Пивные пары помаленьку разгоняют докучливые мысли. И вот уже вздохи о повседневных делах сменяются амурными вздохами. Тем паче что обстановка в кабачке все более на это настраивает. Звучит тенор Гишенбета, выводящий какую-то любовную песенку, ему вторит цитра, а тут и там раздаются смачные восклицания да скабрезные шуточки.
Митя Виноградов увлечен дочерью фарфорового мануфактурщика — миниатюрной, как статуэтка, что нетипично для ядреной немецкой породы. Но, судя по разговорам, не меньше времени он проводит с ее папенькой, вызнавая секреты парцелинного[3] мастерства. Хотя уверяет, что одно другому не мешает.
А Райзер, что ни неделя, меняет свои парики. Поменял парик — стало быть, поменял даму сердца. Париков у Густика уже полный шкаф — и французских, и голландских, и даже аглицких. Вдали от фатера да в компании русских он тоже разошелся и оказался падок до «тефиц».
Михайла слушает речи товарищей вполуха, хотя нет-нет да и вставляет реплики. До недавнего времени у него на уме была одна дама сердца — Муза Пиитика: он переводил Анакреона, Вергилия, Овидия, обращая внимание на произведения эпического да героического склада. Но вот с конца зимы и особенно по весне он все чаще обращается к любовной лирике гречанки Сафо и вольным стихам современного поэта — немца Гюнтера. С чего бы эго? — гадают однокашники. Неужели и Михайлу, их стойкого «дядьку», поразила стрела Амура? Они, конечно, догадываются, кто она, его пассия, но до поры помалкивают, памятуя о вспыльчивом характере Михайлы. Если пожелает — скажет сам, а покуда — ни намека.

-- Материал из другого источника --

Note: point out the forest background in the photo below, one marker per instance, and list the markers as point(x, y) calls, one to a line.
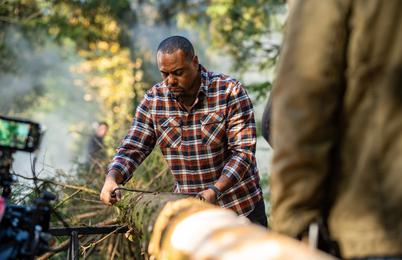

Гишенбет, пощипывая струны цитры, заводит новую песенку.
Я скромной девушкой была,
вергодум флорибам,
нежна, приветлива, мила,
умнибус плацибам.
Песенка эта старинная, ей, может быть, полтыщи лет. Она — наследие вагантов, кои в средние века шлялись по Европе, а теперь — спутница досуга кутящих буршей.
Для непосвященных и невежд эта песенка — загадка, поскольку наполовину на латыни. Но буршам-штудиозусам латынь не преграда.
После очередного куплета следует проигрыш на цитре. В промежутке, оторвавшись от кружки, вставляет свой толстый красный нос Маркус:
— И кто та особа?
Вопрос этот тоже входит в традиционный набор, служа своеобразным рефреном. Карл Гишенбет пропускает его мимо ушей, пьяновато-лукаво ухмыляется.
— Так кто же та прелестница? — урчит опять Маркус. На сей раз Гишенбет склоняется к его уху, а краем глаза — острого и вовсе не пьяного — косит на русский стол. Михайла перехватывает этот взгляд и настораживается. Лицо его, расслабленное пивом, внезапно каменеет. Что Карл шепчет Маркусу, ему не слышно. Но зато он слышит Маркуса. Тот недоверчиво оттопыривает толстую губу:
— Фройлен Цильх? — Маркус хоть и пьян, голос у него внятен. — Фройлен Цильх!
Кружка в руках Михайлы, ударившись о дубовую столешницу, трещит. Митя Виноградов пытается удержать его за обшлага, да поздно. Пиво еще не успевает растечься по столу, еще сыплется и звенит фаянсовая посуда, а Михайла, одолев в два прыжка расстояние, уже хватает Гишенбета за грудки и отрывает от стола.
— Что ты сказал? Повтори! — Михайла в ярости и потому не сознает, что твердит по-русски. — Что ты сказал?
Карл Гишенбет не знает русского, но перевод ему и не требуется. Он смят, испуган, белесые волосы липнут ко лбу, в глазах его искательность, на губах пьяная растерянная ухмылка. Михайла ослеплен. Выражение лица Карла вызывает новый приступ гнева: она ему кажется гадливой и наглой, эта ухмылка.
— А-а! — рычит Михайла, лицо его наливается кровью, он швыряет поднятого Карла, как мешок. Тот летит меж столами, пока не ударяется о стену. Жалобно звенит разбитая цитра. Боль отрезвляет Карла, вызывая ответную вспышку. А тут еще цитра…
— А-а! — вскакивает поверженный немец и выхватывает шпагу. Михайла, не мешкая, обнажает свою. Ор, крики сразу смолкают. В зловещей тишине раздается звон стали. Михайла в стойке. Защита. Удар отражен. «Спасибо за уроки, месье Буфаль! Я недаром платил вам талеры!» Ответный удар, еще один. Шпага наглеца выскальзывает из его руки и, дребезжа, катится под стол. Клинок Михайлы упирается в острый, как и нос Карла, кадык.